Background: GPR88 is an orphan G protein-coupled receptor highly expressed in the striatum and is implicated in basal ganglia-associated disorders. However, the receptor functions of GPR88 are still largely unknown due to the lack of potent and selective ligands appropriate for central nervous system investigation. Development of a high-throughput screening assay for GPR88 should facilitate the discovery of novel ligands to probe GPR88 functions.
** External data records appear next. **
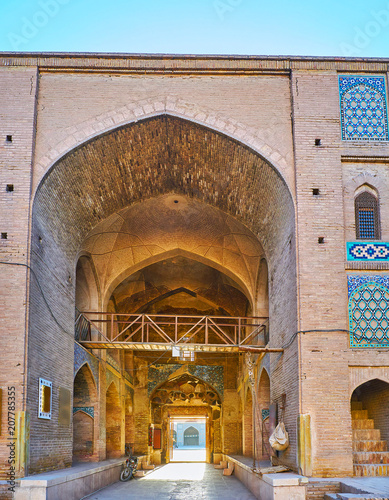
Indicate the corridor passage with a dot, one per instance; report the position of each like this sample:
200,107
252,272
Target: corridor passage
178,481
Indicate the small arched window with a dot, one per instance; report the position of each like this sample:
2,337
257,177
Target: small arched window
367,217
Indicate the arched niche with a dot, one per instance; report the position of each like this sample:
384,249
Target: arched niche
113,426
263,449
247,427
84,404
87,288
373,397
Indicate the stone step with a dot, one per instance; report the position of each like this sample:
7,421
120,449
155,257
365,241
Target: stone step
357,496
371,457
366,423
370,446
366,434
359,414
371,470
223,465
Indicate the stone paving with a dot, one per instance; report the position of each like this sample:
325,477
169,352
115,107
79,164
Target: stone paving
178,481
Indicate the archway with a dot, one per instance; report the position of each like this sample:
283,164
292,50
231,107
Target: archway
181,170
84,403
370,425
187,409
191,436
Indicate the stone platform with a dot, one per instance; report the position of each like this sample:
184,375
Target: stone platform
70,484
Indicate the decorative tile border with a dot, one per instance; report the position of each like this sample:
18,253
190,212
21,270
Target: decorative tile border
368,309
363,108
82,356
89,410
112,361
354,281
372,251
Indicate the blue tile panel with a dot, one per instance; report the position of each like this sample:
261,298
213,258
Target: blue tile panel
213,375
82,356
368,308
363,108
367,251
89,410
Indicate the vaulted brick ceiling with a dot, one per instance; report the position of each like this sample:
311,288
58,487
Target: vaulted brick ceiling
97,184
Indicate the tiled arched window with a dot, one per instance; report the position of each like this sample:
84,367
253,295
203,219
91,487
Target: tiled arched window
363,108
367,222
369,313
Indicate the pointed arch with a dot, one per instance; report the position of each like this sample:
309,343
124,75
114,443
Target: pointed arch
367,215
143,110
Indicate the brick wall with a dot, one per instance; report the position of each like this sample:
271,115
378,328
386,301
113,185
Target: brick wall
279,117
17,95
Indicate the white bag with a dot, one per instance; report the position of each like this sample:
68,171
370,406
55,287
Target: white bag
279,440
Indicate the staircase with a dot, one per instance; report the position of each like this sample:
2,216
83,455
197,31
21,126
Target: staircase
370,454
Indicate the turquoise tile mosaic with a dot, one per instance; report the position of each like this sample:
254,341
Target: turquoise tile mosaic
213,375
368,308
368,251
82,356
89,410
363,108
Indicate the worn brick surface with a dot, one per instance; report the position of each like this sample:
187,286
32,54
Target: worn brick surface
237,134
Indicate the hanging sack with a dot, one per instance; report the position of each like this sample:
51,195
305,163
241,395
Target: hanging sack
279,440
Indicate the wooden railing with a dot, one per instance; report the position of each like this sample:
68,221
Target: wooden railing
110,328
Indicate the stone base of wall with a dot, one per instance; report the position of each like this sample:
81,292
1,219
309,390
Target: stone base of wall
316,489
283,486
72,484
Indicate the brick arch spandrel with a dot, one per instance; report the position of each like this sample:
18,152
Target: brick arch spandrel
134,112
158,156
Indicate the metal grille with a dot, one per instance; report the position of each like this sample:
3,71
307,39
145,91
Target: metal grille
366,217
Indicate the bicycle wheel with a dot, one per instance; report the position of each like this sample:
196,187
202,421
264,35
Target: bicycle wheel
126,474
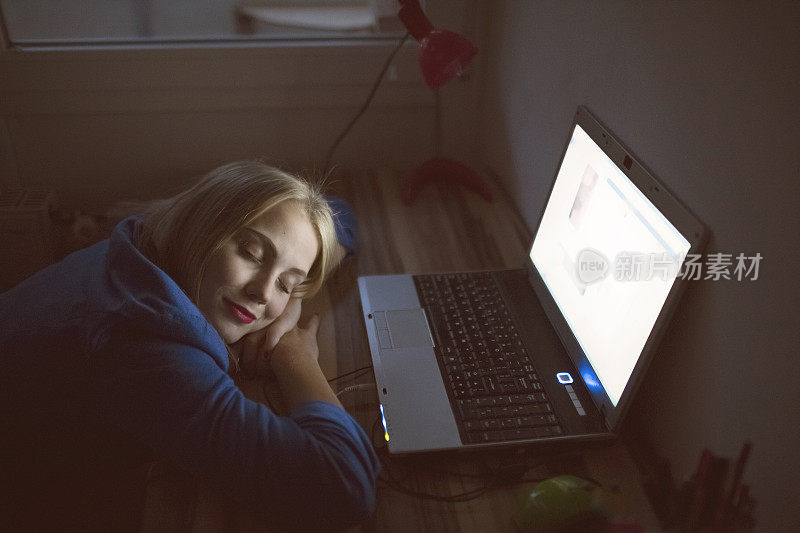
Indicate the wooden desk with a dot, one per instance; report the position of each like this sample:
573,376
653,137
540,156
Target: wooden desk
443,230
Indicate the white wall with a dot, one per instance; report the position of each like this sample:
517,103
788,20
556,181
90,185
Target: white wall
706,94
100,126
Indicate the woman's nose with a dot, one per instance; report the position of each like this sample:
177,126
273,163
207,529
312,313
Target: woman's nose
258,290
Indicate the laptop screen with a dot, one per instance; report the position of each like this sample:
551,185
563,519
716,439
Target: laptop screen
608,257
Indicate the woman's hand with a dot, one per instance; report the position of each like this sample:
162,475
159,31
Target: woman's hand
295,363
254,348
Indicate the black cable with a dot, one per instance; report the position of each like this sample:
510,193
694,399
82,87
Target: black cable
346,374
364,106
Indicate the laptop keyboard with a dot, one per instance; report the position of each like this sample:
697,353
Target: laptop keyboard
492,384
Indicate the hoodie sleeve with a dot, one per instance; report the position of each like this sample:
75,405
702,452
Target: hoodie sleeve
315,467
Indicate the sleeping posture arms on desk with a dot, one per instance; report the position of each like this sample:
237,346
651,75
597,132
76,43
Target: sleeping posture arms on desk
124,349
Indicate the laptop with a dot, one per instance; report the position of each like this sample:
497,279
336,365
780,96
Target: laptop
551,352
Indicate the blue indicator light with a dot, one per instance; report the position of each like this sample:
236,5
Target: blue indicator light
383,420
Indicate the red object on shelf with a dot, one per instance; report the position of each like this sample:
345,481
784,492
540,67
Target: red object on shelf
443,54
448,171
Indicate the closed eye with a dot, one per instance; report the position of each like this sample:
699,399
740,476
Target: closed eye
247,252
283,287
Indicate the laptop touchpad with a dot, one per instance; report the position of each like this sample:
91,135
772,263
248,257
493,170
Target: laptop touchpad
408,328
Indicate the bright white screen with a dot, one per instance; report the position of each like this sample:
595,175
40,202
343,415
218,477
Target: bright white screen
597,216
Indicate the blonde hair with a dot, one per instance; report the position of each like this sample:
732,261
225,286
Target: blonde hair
181,233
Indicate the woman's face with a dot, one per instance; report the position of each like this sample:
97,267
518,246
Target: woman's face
248,281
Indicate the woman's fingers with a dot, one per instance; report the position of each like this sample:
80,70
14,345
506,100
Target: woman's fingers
284,323
251,350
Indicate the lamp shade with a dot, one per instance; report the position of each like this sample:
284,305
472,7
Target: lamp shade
443,54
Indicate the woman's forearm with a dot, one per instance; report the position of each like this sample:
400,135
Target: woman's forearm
301,380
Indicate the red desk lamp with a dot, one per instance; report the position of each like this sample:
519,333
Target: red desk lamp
443,55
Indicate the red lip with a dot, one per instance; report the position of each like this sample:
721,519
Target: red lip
240,313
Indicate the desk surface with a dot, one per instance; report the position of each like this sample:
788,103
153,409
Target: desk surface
444,230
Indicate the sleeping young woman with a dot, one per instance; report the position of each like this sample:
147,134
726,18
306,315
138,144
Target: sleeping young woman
126,351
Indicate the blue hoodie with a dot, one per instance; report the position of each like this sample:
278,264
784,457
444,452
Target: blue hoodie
103,358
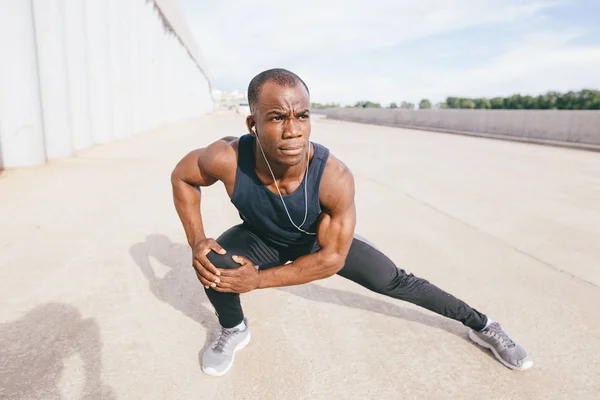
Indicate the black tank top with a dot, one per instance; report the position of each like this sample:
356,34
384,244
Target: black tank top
262,210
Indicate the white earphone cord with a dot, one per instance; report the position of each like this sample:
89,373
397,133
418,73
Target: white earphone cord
281,197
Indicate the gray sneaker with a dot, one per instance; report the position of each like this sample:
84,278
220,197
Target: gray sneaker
218,358
506,351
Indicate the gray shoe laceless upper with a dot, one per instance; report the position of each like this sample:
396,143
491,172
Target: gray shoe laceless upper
218,358
506,350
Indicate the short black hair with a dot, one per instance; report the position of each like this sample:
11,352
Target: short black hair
280,76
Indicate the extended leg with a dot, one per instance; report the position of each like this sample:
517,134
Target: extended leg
370,268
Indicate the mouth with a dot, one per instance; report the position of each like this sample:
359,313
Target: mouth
291,150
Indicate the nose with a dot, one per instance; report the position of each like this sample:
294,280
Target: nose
292,129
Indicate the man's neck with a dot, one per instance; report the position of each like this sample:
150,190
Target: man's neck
282,172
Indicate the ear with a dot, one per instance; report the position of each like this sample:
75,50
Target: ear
251,125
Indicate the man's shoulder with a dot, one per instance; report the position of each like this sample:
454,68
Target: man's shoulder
337,182
221,154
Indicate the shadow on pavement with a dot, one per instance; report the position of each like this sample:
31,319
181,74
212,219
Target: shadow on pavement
33,350
179,287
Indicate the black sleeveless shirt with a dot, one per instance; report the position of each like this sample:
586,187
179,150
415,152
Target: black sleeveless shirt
262,210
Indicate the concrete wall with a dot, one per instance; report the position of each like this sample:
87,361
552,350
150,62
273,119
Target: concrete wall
575,127
74,73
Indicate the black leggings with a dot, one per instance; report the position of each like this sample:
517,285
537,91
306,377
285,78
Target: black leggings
364,265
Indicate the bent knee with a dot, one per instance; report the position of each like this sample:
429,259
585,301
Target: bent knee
222,260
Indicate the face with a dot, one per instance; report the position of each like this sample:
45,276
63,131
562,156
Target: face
282,122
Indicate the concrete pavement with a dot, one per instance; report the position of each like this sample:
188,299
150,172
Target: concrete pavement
99,300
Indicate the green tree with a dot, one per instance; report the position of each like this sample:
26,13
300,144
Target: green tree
483,104
453,102
497,103
466,103
425,104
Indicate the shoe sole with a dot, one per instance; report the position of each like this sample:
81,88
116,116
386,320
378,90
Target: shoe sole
526,365
241,345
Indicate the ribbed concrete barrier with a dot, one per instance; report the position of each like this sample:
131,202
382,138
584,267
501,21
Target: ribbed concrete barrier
578,128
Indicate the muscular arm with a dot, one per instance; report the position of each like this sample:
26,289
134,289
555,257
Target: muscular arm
201,167
334,233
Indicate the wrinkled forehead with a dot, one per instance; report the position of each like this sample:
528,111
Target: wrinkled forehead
273,95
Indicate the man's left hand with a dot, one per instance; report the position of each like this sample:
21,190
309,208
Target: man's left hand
238,280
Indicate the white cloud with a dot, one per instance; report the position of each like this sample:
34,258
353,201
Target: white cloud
329,45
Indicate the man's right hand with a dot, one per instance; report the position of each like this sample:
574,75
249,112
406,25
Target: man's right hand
206,272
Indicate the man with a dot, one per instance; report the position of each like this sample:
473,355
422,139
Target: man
296,201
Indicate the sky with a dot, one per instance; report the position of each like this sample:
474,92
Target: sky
396,50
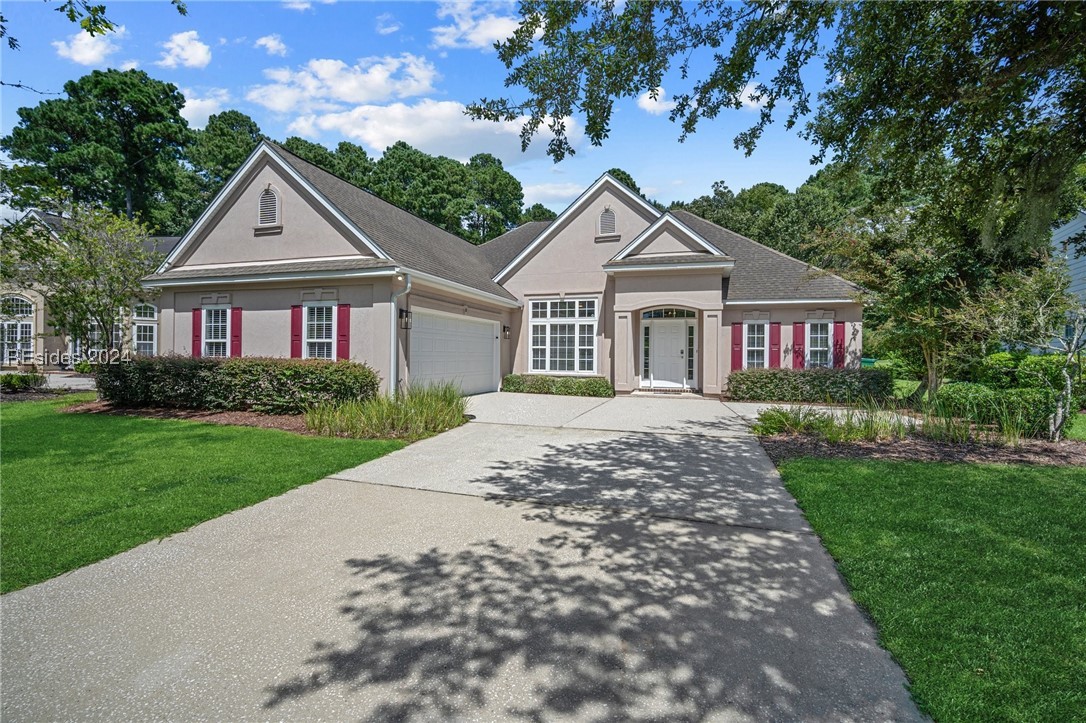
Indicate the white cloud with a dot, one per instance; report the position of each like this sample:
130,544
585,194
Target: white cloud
472,26
185,49
658,106
197,110
437,127
324,84
87,49
387,24
273,43
552,192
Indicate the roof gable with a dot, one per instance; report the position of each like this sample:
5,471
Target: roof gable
604,182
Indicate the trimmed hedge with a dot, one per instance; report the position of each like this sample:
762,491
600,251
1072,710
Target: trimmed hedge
268,385
810,385
23,381
563,385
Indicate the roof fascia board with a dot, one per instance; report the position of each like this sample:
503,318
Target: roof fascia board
667,218
569,212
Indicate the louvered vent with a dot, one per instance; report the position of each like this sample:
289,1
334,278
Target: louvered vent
269,208
607,223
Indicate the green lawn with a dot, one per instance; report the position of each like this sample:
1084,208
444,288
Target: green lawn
80,487
974,575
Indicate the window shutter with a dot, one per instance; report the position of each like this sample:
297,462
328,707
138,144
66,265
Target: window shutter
269,208
736,345
343,331
774,344
838,344
295,332
798,345
197,328
607,223
235,331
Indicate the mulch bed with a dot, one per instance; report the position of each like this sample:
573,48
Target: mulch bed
783,447
287,422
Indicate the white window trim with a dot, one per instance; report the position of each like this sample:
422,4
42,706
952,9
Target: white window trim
576,320
203,330
765,349
305,328
807,343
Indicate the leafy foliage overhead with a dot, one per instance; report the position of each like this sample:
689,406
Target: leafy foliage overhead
997,88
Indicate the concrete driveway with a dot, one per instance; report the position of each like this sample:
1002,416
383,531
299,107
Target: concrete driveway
556,559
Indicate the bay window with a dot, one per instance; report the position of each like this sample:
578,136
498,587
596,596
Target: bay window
564,335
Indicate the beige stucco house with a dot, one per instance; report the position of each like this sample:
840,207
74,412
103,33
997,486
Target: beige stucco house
290,261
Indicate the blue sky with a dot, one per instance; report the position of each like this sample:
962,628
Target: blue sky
379,72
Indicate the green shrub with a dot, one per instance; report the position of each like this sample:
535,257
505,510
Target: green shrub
810,385
564,385
422,411
22,381
968,401
268,385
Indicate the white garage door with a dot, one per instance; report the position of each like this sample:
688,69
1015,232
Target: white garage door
454,349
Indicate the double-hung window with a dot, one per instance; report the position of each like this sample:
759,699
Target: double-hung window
818,344
216,332
146,329
319,331
755,345
564,335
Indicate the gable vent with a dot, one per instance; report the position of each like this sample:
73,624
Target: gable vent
607,223
268,207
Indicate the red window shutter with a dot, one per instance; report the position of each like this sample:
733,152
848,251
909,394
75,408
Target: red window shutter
798,345
736,345
774,344
197,328
838,344
235,331
295,332
343,331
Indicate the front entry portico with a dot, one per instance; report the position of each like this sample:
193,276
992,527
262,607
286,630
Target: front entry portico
669,349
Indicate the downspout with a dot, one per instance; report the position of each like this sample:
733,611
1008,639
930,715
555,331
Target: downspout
394,357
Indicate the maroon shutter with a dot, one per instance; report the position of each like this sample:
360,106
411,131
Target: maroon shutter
798,345
295,332
736,345
343,331
774,344
235,331
838,344
197,327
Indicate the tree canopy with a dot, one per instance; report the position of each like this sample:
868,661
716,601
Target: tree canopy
997,89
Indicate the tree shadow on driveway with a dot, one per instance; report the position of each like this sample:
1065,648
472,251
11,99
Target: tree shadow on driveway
604,614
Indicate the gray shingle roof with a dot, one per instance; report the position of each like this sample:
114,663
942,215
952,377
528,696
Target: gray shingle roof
670,258
499,252
764,274
409,240
270,269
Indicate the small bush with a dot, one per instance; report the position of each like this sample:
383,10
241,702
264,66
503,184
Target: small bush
969,401
810,385
23,381
422,411
268,385
563,385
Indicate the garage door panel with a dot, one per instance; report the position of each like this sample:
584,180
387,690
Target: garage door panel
458,350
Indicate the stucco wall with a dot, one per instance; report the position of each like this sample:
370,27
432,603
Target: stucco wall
571,264
230,236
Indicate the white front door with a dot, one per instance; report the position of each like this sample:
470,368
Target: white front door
668,353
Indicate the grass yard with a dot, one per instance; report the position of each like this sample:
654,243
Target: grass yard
79,487
973,573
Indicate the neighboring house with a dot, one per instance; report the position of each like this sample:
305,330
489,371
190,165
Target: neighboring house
1062,239
290,261
27,334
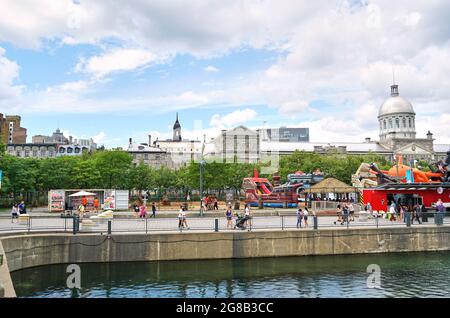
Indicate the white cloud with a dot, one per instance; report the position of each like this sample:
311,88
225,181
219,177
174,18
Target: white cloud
9,72
211,69
232,119
115,61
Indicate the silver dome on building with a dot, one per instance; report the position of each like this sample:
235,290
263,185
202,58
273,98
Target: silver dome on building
395,104
396,118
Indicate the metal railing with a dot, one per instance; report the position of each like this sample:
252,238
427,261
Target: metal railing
149,225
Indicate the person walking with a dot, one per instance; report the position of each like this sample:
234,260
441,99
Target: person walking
229,216
153,210
299,217
183,214
14,212
392,212
180,217
96,205
351,210
22,208
248,222
142,211
81,211
345,214
305,216
417,211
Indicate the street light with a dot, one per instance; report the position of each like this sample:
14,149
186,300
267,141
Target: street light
202,164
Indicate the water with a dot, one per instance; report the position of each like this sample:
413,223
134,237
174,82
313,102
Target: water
402,275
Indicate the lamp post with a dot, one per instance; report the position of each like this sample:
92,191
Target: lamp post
202,164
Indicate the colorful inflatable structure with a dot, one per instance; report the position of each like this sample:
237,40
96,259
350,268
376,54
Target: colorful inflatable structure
260,190
405,185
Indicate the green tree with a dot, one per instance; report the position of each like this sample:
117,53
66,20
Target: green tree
113,167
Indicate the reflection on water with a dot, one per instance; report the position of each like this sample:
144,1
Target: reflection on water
403,275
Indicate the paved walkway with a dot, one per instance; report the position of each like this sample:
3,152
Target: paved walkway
170,224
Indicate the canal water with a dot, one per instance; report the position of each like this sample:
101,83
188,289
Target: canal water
402,275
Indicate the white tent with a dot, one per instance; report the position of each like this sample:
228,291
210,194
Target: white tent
82,194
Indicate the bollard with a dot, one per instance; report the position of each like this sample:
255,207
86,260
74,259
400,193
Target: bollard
2,291
74,225
408,219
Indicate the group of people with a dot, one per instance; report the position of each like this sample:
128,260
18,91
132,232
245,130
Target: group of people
18,209
140,209
241,222
399,212
345,212
302,215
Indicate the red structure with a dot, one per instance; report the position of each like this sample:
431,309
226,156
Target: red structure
260,190
380,198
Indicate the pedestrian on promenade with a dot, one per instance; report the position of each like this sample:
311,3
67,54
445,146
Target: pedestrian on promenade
183,213
96,205
81,211
344,213
351,210
305,216
299,217
417,214
14,212
392,212
22,208
216,204
440,206
339,214
248,216
142,211
84,202
153,210
180,217
229,216
401,217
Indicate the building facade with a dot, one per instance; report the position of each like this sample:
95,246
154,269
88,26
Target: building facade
10,130
181,151
238,145
146,154
285,134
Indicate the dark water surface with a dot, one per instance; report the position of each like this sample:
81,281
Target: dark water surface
402,275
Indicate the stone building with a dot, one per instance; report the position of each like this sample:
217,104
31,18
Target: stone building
10,130
397,132
238,145
181,151
146,154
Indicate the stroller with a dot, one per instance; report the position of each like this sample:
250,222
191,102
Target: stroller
241,222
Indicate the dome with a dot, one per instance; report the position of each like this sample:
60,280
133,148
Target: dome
396,105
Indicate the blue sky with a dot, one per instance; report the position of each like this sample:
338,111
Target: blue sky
113,70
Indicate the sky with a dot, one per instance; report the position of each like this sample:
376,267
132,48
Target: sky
114,70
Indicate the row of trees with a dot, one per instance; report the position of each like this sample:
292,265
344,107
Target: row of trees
114,169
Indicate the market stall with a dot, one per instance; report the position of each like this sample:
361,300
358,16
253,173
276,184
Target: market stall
109,199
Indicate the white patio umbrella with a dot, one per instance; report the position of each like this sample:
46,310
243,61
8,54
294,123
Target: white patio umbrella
82,194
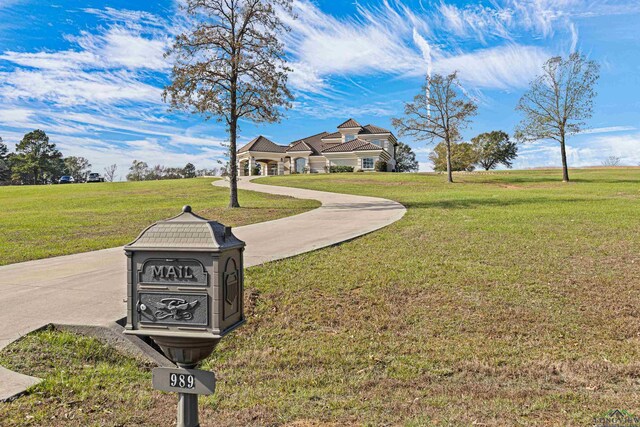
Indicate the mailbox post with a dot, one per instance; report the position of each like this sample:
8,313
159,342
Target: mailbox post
185,291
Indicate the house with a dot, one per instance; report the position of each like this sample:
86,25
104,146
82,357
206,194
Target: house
352,145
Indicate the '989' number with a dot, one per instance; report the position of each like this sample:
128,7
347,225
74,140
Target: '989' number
182,380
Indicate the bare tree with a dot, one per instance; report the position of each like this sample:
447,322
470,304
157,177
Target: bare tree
110,173
438,114
611,161
230,65
559,102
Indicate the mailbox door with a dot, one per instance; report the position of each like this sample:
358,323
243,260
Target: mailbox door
171,292
230,290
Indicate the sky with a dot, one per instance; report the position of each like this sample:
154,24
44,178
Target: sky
91,73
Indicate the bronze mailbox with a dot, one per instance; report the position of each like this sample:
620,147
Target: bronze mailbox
185,281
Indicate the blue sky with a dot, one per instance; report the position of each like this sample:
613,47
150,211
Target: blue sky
91,73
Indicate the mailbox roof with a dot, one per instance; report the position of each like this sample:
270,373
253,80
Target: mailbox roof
186,231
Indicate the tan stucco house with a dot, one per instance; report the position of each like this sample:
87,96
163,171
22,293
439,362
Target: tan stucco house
352,145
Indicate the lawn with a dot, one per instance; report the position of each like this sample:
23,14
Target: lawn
504,299
44,221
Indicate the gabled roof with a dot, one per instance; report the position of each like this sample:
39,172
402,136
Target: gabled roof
353,145
263,145
334,135
299,146
316,143
350,124
373,129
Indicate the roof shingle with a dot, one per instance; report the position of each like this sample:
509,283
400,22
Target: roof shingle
353,145
350,124
299,146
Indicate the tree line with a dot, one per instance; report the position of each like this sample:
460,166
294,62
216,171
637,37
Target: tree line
487,151
140,171
36,160
556,106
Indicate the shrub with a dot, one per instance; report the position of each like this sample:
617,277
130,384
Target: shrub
339,169
381,166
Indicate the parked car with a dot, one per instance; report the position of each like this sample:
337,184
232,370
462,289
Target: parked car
66,180
95,177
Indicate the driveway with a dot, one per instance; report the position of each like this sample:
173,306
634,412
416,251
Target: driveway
90,288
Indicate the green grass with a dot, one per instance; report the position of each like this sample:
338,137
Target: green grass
503,299
44,221
85,383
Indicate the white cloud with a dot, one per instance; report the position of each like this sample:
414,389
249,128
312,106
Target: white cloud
608,129
512,66
581,153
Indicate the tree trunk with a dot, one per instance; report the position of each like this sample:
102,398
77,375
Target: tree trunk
233,134
565,168
233,166
449,172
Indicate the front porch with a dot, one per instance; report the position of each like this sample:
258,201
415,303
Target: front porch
271,164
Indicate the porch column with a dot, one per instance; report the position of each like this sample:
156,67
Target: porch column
251,165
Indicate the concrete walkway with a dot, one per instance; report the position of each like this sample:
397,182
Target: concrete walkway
89,288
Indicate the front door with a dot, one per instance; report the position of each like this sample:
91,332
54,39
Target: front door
300,164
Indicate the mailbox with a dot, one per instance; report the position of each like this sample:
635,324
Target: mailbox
185,285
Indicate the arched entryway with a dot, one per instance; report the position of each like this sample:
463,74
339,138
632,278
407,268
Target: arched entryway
299,165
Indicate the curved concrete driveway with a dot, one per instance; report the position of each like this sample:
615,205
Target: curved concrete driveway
89,288
340,218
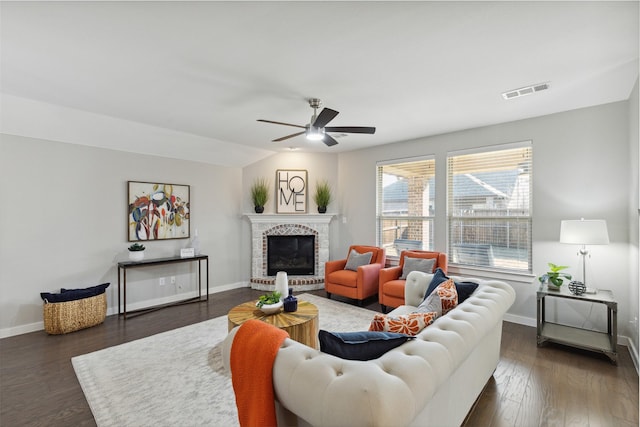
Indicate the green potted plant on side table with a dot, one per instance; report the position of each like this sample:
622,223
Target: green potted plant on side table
136,252
322,196
259,194
554,277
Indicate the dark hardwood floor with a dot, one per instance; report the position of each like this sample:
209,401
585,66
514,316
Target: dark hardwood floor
532,386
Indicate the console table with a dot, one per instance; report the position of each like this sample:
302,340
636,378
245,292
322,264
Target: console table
579,337
125,265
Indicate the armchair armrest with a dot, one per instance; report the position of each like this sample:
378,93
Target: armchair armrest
331,266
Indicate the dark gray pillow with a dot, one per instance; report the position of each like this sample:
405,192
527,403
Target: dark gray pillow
417,264
364,345
355,260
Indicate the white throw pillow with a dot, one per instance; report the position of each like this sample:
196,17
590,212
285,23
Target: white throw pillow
355,260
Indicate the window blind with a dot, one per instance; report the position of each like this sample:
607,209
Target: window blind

Methods: In this paper, we describe the development of a CHO-Ga-qi5-GPR88 cell-based calcium mobilization assay. The assay takes advantage of functional coupling of GPR88 with the promiscuous Ga-qi5 protein and consequent mobilization of intracellular calcium, which can be measured in a 384-well format with a Fluorescent Imaging Plate Reader.
Results: The CHO-Gaqi5-GPR88 cell-based calcium mobilization assay was validated by the structure-activity relationship study of known GPR88 agonist (1R, 2R)-2-PCCA analogues. The assay was automated and miniaturized to a 384-well format, and was deemed robust and reproducible with a Z'-factor of 0.72 and tolerated dimethyl sulfoxide to a final concentration of 2%. Screening a pilot neurotransmitter library consisting of 228 compounds yielded 10 hits, but none of the hits were confirmed as GPR88 agonists in follow-up assays.
Conclusions: We have developed a high-throughput calcium mobilization assay for the orphan receptor GPR88. This calcium mobilization assay can be used to identify several different types of GPR88 ligands including agonists, competitive and noncompetitive antagonists, inverse agonists, and allosteric modulators. These ligands will serve as valuable tools to probe signaling mechanisms and in vivo functions of GPR88, and could expedite development of novel therapies for diseases potentially mediated by GPR88.